Deputy Speaker of Nagaland Legislative Assembly
- Incumbent
- Assumed office 27 February 2024

Member of Nagaland Legislative Assembly
- Incumbent
- Assumed office 2023
- Chief Minister: Neiphiu Rio
- Speaker: Sharingain Longkumer.
- Preceded by: H. Khehovi
- Constituency: Suruhoto

Personal details
- Born: 1973 (age 52–53)
- Party: Naga People's Front
- Other political affiliations: Nationalist Congress Party 2023- May 31, 2025 Naga People's Front
- Alma mater: Nagaland University (BA, 1997)
- Occupation: Businessman

= S. Toiho Yeptho =

Indian politician (born 1973)

S. Toiho Yeptho (born 1973) is an Indian politician from Nagaland.
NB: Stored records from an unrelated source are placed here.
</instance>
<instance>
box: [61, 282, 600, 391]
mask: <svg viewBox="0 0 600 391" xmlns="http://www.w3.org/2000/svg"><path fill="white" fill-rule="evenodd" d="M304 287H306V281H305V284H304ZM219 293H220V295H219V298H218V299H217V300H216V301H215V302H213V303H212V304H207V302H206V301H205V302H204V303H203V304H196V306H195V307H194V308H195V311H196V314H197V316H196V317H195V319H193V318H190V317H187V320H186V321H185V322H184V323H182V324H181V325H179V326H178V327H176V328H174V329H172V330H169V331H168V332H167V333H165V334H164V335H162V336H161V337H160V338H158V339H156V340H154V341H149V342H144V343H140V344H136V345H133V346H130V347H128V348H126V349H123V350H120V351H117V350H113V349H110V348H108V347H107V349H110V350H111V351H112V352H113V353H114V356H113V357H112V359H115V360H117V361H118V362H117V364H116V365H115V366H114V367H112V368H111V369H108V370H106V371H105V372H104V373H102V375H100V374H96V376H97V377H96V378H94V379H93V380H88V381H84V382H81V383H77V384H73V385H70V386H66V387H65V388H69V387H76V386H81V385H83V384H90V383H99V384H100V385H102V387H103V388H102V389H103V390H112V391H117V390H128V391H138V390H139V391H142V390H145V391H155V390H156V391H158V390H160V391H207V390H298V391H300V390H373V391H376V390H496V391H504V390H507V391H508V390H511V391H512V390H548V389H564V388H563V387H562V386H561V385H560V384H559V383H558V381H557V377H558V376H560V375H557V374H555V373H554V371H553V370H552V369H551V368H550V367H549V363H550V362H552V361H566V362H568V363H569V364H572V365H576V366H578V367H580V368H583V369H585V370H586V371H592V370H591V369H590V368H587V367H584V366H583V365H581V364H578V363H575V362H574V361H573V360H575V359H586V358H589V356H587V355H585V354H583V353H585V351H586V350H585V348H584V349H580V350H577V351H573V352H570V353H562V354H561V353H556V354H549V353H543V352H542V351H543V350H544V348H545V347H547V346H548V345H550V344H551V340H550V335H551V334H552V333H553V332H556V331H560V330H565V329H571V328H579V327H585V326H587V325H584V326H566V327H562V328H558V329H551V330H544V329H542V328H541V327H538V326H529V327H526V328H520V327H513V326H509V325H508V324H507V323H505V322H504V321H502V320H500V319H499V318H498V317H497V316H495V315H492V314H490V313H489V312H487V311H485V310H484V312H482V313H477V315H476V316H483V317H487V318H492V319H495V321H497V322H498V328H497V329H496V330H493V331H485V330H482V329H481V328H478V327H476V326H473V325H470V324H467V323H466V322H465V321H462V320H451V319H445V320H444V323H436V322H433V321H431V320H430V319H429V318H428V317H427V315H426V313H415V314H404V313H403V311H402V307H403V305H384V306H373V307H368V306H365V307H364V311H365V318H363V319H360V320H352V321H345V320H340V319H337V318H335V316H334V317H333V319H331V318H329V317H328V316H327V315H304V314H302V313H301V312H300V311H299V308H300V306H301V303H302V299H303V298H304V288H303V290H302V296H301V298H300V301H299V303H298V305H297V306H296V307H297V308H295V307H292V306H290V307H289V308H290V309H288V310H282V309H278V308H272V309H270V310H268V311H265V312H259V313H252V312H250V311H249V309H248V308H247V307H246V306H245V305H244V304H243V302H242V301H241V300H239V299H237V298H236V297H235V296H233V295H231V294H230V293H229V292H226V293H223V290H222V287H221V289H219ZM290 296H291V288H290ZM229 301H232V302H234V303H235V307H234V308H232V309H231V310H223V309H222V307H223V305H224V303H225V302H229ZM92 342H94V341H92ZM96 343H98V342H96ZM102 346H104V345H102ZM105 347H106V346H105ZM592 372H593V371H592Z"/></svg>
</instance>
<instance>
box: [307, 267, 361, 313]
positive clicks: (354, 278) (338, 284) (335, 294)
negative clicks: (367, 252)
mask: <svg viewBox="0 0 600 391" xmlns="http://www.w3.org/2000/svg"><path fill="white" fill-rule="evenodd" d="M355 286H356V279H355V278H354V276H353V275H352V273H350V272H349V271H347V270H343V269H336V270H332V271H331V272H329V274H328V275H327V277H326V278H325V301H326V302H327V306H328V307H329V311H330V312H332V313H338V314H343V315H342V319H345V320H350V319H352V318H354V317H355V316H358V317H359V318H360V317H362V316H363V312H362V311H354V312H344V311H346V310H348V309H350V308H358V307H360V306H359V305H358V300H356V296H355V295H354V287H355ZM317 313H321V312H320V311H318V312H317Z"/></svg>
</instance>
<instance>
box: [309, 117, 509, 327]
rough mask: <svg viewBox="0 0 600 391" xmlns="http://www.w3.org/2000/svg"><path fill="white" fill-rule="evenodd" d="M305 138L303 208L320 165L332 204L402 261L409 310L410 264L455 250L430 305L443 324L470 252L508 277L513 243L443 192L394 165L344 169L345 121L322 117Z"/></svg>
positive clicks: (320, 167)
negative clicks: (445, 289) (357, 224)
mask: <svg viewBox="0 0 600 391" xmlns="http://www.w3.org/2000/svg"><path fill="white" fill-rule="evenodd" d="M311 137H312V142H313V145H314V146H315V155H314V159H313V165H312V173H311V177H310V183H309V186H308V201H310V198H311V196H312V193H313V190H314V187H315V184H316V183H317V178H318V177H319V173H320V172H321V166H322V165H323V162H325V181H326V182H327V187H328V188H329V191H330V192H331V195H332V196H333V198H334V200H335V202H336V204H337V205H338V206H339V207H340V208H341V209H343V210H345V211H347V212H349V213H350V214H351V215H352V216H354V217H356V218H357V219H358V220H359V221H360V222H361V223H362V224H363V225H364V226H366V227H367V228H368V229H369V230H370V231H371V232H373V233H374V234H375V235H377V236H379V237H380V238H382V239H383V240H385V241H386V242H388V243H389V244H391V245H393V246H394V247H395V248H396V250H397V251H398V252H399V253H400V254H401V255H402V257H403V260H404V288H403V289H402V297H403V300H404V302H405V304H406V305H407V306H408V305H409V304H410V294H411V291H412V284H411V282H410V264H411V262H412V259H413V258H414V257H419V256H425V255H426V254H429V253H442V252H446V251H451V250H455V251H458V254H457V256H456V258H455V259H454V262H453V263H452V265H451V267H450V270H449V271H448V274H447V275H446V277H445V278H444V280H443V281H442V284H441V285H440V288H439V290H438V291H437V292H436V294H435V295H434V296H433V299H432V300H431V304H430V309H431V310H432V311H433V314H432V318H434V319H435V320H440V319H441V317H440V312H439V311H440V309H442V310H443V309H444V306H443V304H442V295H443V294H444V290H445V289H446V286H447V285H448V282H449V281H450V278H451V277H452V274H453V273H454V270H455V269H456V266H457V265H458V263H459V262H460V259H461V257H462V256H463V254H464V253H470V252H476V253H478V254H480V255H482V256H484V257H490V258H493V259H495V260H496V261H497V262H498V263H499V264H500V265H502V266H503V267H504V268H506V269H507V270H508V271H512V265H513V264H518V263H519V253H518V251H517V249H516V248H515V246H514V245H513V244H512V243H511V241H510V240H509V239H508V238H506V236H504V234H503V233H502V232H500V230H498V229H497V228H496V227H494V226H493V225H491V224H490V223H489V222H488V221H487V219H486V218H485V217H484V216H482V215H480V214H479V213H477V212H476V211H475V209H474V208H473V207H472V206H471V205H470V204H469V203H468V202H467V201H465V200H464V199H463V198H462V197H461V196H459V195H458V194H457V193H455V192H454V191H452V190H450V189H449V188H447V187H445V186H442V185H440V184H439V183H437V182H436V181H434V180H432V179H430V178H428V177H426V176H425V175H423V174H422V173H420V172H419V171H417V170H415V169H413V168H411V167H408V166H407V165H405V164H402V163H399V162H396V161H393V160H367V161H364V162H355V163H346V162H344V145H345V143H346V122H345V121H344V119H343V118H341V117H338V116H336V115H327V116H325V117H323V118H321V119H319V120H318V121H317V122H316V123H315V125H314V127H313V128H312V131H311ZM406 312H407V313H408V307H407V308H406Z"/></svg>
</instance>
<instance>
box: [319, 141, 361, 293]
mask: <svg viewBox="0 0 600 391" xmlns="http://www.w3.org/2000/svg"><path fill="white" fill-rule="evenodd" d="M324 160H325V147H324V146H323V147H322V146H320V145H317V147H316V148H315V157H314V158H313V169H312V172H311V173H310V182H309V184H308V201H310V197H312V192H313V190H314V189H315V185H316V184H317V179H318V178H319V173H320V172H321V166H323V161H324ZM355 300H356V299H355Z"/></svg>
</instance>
He has been the Deputy Speaker of Nagaland Legislative Assembly since February 2024. He was elected to the Nagaland assembly from Suruhoto in the 2023 Nagaland legislative election as a member of the Nationalist Congress Party. On May 31, 2025, he along with 6 other NCP MLAs joined the ruling Nationalist Democratic Progressive Party. Later he joined the Naga People's Front after it merged with the NDPP.

==Personal life==
Yeptho graduated with a Bachelor of Arts from Nagaland University in 1997.